As some of the pontificators in Washington talk about the end of this great recession and the light at the end of the tunnel, it's hard to put much faith in their predictions when our wallets are being crippled by soaring gas prices. For most of us, an everyday indicator of our economic health is the price we pay at the pump. And if you're anything like me, filling up at $4 plus per gallon is enough to take your breath away.
It's a simple fact that the cost of gas has a direct effect on everything from the cost of groceries, to the cost of your energy bill. So, unless gas prices begin to decline, it's hard to put much stock in a lasting economic recovery.
One of the prime reasons we're seeing such high prices at the pump is that we are far too dependent on foreign oil and the moratorium on drilling President Obama put in place after the tragic oil spill in the Gulf has made matters worse. In response to the moratorium, many oil rigs drilling in that area were forced to pack up and move overseas. This is a simple supply vs. demand issue, in which our government has willingly lowered our supply, thus guaranteeing higher prices when demand increases.
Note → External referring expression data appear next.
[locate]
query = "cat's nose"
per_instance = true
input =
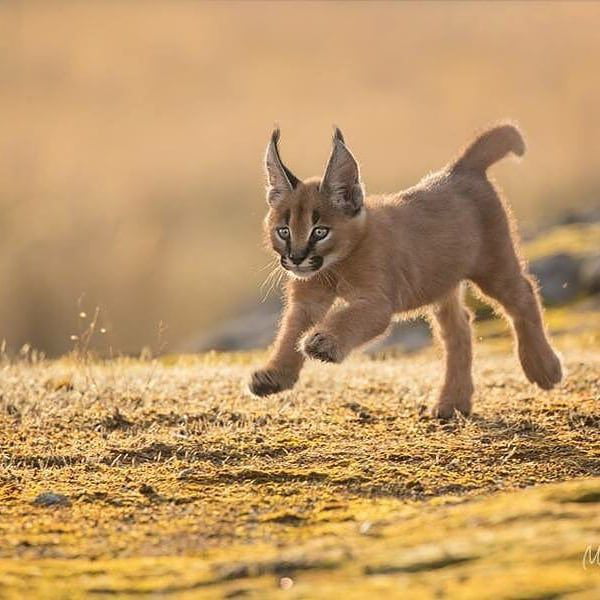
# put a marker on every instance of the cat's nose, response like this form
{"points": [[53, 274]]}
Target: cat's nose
{"points": [[297, 258]]}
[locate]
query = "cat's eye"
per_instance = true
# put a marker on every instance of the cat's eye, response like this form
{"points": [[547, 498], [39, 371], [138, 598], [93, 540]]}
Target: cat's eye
{"points": [[283, 232], [320, 233]]}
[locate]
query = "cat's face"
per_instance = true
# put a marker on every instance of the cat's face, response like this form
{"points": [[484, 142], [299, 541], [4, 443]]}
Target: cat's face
{"points": [[313, 224]]}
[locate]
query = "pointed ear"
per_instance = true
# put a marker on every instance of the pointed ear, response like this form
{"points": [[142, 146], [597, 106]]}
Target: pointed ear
{"points": [[279, 178], [341, 181]]}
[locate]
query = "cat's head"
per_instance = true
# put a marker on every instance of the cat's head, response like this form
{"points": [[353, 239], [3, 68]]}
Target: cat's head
{"points": [[313, 224]]}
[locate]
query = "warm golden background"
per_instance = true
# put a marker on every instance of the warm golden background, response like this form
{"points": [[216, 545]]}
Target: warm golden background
{"points": [[132, 137]]}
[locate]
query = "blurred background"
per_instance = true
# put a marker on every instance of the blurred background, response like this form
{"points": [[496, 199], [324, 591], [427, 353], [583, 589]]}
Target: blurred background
{"points": [[132, 138]]}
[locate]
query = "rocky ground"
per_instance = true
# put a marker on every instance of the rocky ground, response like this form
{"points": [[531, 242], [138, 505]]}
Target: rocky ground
{"points": [[164, 479], [564, 259]]}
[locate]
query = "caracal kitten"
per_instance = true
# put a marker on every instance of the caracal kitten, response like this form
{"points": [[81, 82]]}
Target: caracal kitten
{"points": [[355, 261]]}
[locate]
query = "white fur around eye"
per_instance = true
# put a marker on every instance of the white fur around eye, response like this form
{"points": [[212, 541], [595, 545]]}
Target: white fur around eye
{"points": [[320, 233], [283, 233]]}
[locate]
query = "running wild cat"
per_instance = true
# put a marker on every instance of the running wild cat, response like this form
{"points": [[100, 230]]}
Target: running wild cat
{"points": [[355, 261]]}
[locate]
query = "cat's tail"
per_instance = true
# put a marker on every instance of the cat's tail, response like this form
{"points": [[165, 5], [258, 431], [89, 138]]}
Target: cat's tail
{"points": [[490, 147]]}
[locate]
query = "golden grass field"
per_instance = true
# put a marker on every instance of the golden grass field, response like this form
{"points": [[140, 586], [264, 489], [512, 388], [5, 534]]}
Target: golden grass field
{"points": [[181, 485], [131, 180], [133, 135]]}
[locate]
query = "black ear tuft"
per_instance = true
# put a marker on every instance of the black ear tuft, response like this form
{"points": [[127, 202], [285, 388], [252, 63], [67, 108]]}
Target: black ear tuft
{"points": [[341, 181], [337, 134], [279, 178]]}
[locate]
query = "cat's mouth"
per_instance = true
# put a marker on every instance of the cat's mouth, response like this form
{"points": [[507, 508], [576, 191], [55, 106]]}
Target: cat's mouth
{"points": [[306, 269]]}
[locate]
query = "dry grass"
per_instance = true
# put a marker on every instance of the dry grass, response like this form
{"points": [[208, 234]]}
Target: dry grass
{"points": [[181, 484], [133, 134]]}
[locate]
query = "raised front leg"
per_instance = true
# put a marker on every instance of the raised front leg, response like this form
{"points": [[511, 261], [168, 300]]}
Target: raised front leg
{"points": [[305, 306], [454, 328], [346, 328]]}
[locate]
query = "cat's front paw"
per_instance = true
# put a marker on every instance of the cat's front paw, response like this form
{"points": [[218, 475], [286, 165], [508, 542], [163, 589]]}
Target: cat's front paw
{"points": [[322, 346], [265, 382]]}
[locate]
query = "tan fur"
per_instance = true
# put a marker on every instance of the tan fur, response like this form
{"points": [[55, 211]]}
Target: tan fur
{"points": [[399, 253]]}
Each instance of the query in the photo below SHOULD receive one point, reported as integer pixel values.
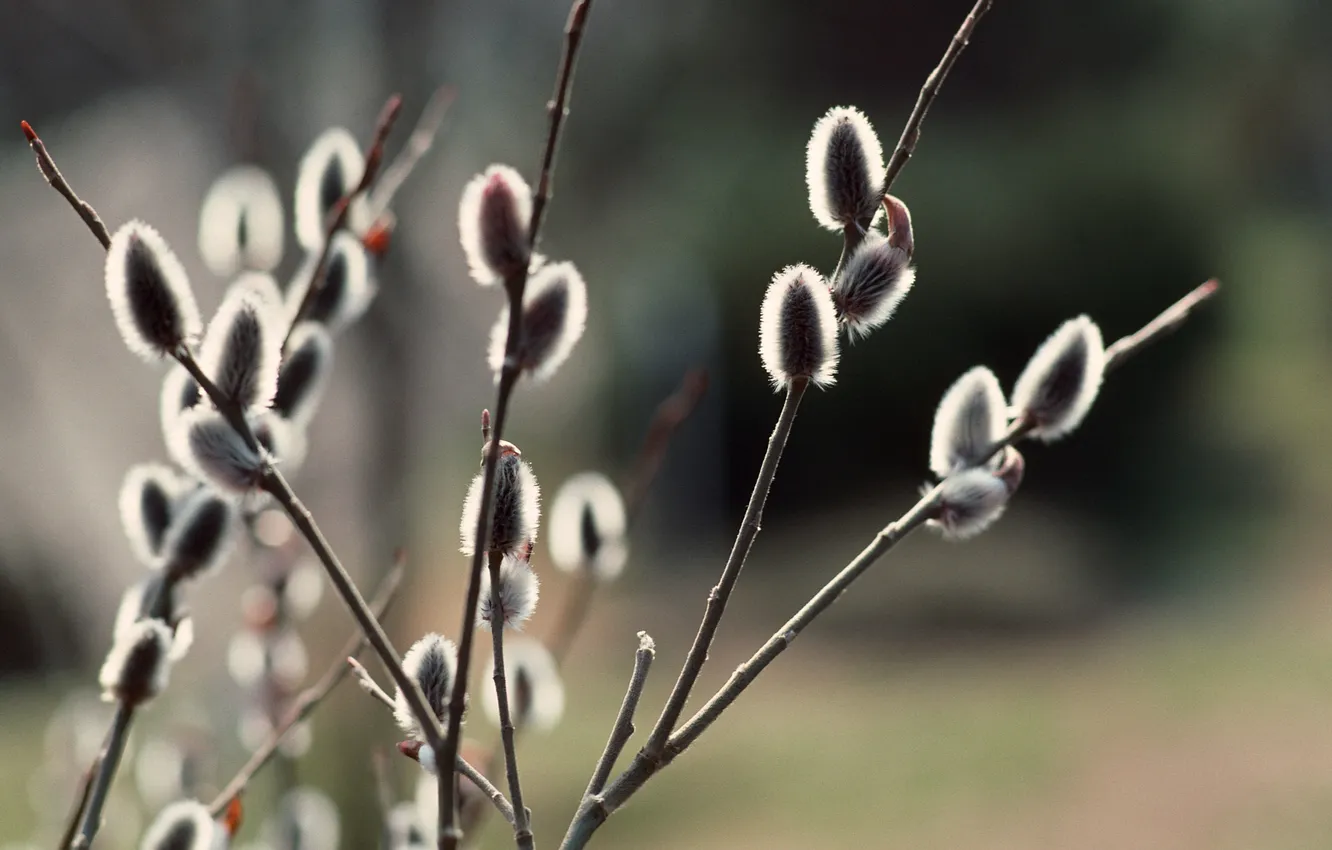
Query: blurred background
(1139, 654)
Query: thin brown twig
(340, 212)
(721, 593)
(522, 817)
(624, 728)
(449, 834)
(80, 802)
(911, 132)
(670, 415)
(57, 181)
(308, 700)
(417, 145)
(273, 482)
(596, 809)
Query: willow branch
(273, 482)
(911, 132)
(624, 728)
(107, 765)
(721, 593)
(522, 818)
(57, 181)
(417, 145)
(309, 698)
(340, 212)
(558, 108)
(594, 810)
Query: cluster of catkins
(588, 525)
(802, 315)
(268, 352)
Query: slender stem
(594, 810)
(449, 833)
(486, 788)
(309, 698)
(109, 762)
(275, 484)
(624, 728)
(522, 822)
(57, 181)
(340, 212)
(417, 145)
(80, 804)
(382, 794)
(669, 416)
(558, 109)
(730, 574)
(911, 132)
(369, 685)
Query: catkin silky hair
(1058, 387)
(149, 293)
(798, 328)
(493, 217)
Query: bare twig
(624, 728)
(730, 574)
(670, 415)
(48, 169)
(273, 482)
(417, 145)
(107, 765)
(496, 797)
(522, 818)
(338, 215)
(558, 108)
(911, 132)
(80, 802)
(597, 809)
(369, 685)
(309, 698)
(382, 794)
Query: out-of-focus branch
(309, 698)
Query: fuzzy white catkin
(875, 280)
(240, 224)
(133, 601)
(971, 417)
(284, 440)
(493, 219)
(184, 825)
(243, 347)
(147, 500)
(304, 373)
(430, 662)
(588, 526)
(843, 169)
(517, 508)
(180, 393)
(149, 293)
(200, 536)
(971, 501)
(518, 593)
(346, 288)
(329, 171)
(798, 328)
(554, 315)
(217, 453)
(137, 666)
(536, 690)
(1060, 383)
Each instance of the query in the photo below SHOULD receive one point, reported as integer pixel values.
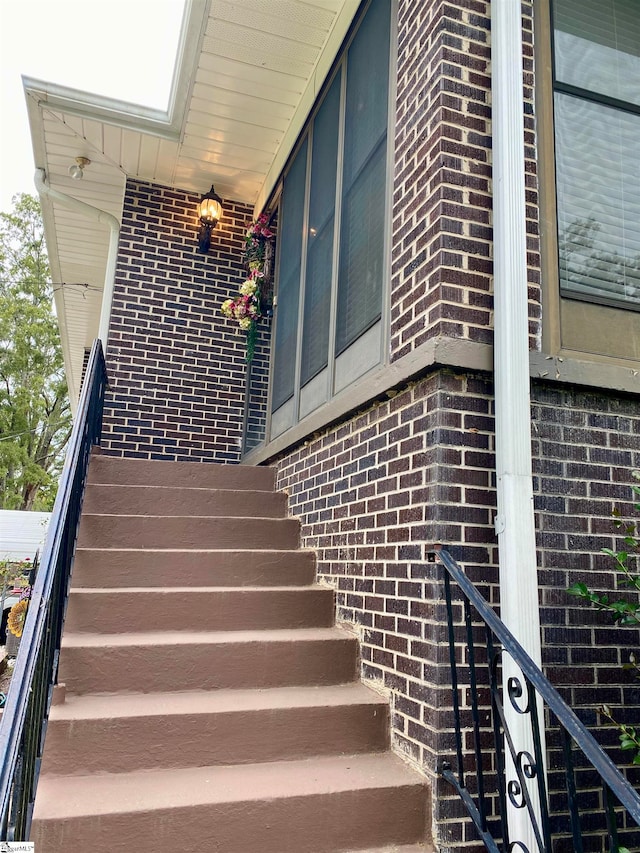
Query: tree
(35, 416)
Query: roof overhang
(247, 73)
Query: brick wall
(176, 365)
(441, 251)
(376, 492)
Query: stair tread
(66, 797)
(120, 705)
(143, 487)
(202, 550)
(183, 637)
(175, 518)
(396, 848)
(183, 590)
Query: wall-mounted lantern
(77, 169)
(209, 211)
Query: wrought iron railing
(24, 721)
(575, 797)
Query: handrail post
(24, 721)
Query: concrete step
(179, 660)
(198, 609)
(126, 732)
(320, 805)
(169, 500)
(184, 532)
(398, 848)
(116, 567)
(145, 472)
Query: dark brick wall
(442, 237)
(176, 365)
(376, 492)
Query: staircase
(210, 704)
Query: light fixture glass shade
(210, 208)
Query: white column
(515, 520)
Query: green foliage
(35, 418)
(623, 610)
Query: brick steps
(210, 702)
(118, 567)
(112, 470)
(208, 660)
(319, 805)
(199, 608)
(151, 531)
(171, 500)
(199, 728)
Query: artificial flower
(17, 615)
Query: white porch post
(515, 520)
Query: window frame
(323, 383)
(572, 324)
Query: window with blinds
(331, 235)
(597, 126)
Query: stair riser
(138, 500)
(115, 531)
(116, 568)
(197, 740)
(324, 823)
(207, 666)
(211, 610)
(143, 472)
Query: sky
(124, 49)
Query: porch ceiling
(246, 75)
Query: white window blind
(597, 121)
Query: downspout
(101, 216)
(515, 524)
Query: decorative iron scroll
(552, 829)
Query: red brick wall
(442, 237)
(376, 492)
(175, 364)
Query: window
(596, 54)
(331, 247)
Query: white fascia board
(167, 124)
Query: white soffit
(247, 74)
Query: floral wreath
(247, 307)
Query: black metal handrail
(24, 721)
(556, 812)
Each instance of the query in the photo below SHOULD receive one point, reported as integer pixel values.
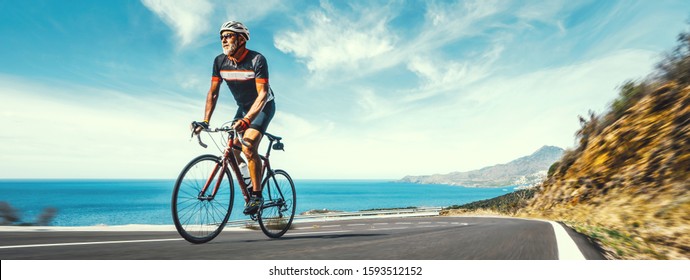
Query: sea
(124, 202)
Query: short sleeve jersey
(242, 78)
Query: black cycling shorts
(262, 120)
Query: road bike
(203, 196)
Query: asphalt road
(413, 238)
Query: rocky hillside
(523, 171)
(627, 185)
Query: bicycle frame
(229, 160)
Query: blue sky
(364, 89)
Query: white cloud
(192, 19)
(189, 19)
(329, 39)
(97, 134)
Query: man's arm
(260, 102)
(211, 99)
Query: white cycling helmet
(235, 26)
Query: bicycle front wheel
(198, 213)
(278, 210)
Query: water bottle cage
(279, 146)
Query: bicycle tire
(197, 219)
(278, 209)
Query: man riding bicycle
(246, 74)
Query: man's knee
(250, 149)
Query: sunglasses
(227, 36)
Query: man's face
(229, 42)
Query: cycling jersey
(242, 77)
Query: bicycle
(202, 203)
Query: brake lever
(198, 137)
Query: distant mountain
(526, 170)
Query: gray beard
(230, 50)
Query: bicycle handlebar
(230, 130)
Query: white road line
(318, 232)
(389, 228)
(87, 243)
(567, 249)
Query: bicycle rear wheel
(278, 210)
(200, 217)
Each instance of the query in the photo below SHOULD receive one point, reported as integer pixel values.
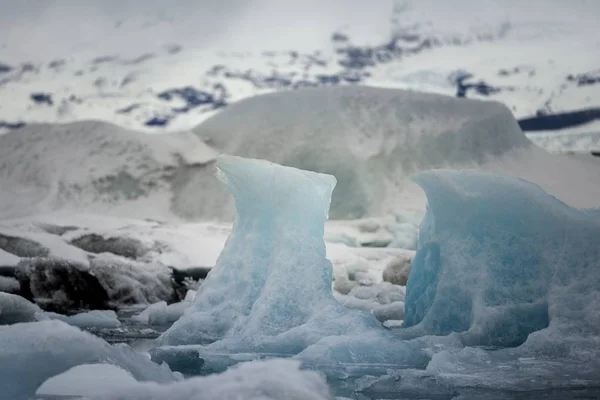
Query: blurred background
(163, 66)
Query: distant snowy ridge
(371, 139)
(535, 57)
(94, 166)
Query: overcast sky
(42, 29)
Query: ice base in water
(31, 353)
(501, 301)
(505, 276)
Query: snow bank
(372, 139)
(500, 263)
(95, 167)
(162, 314)
(33, 352)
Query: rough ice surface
(500, 296)
(86, 380)
(162, 314)
(266, 380)
(90, 319)
(247, 304)
(15, 309)
(499, 259)
(372, 140)
(384, 300)
(33, 352)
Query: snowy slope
(166, 66)
(94, 166)
(371, 139)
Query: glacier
(505, 275)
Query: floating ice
(499, 259)
(86, 380)
(270, 291)
(500, 263)
(162, 314)
(33, 352)
(266, 380)
(91, 319)
(14, 309)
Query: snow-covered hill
(371, 139)
(168, 66)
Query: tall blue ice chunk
(270, 291)
(499, 259)
(278, 231)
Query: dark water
(142, 337)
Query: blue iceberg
(270, 291)
(502, 294)
(499, 259)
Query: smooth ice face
(33, 352)
(270, 292)
(277, 235)
(499, 259)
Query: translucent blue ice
(499, 259)
(270, 292)
(500, 263)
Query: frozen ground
(168, 67)
(371, 139)
(500, 303)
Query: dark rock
(585, 79)
(547, 122)
(56, 64)
(57, 229)
(21, 247)
(121, 246)
(42, 98)
(5, 68)
(12, 125)
(128, 109)
(8, 271)
(103, 59)
(158, 121)
(61, 286)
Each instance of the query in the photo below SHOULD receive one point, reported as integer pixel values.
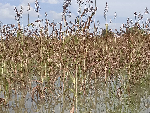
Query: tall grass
(80, 58)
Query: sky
(54, 9)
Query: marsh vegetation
(74, 70)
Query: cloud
(55, 15)
(7, 11)
(51, 1)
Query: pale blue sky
(124, 9)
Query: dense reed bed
(77, 57)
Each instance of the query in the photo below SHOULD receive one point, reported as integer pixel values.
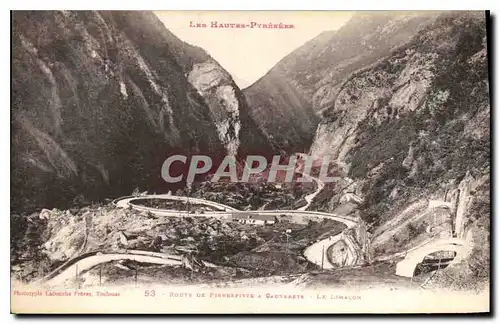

This week, the House of Representatives passed, with my support, H.R. 1231, the Reversing President Obama's Offshore Moratorium Act. This would allow offshore oil and gas leasing in the areas with the most prospective oil and gas resources. It would also put in place an oil and gas production goal and would allow us to tap into the resources we have readily available just off our coasts for our own use.
This is an important piece of legislation that addresses the seriousness of rising gas prices and their effect on the country. I hope the Senate and the President support and pass the legislation so we can give people much needed relief at the pump.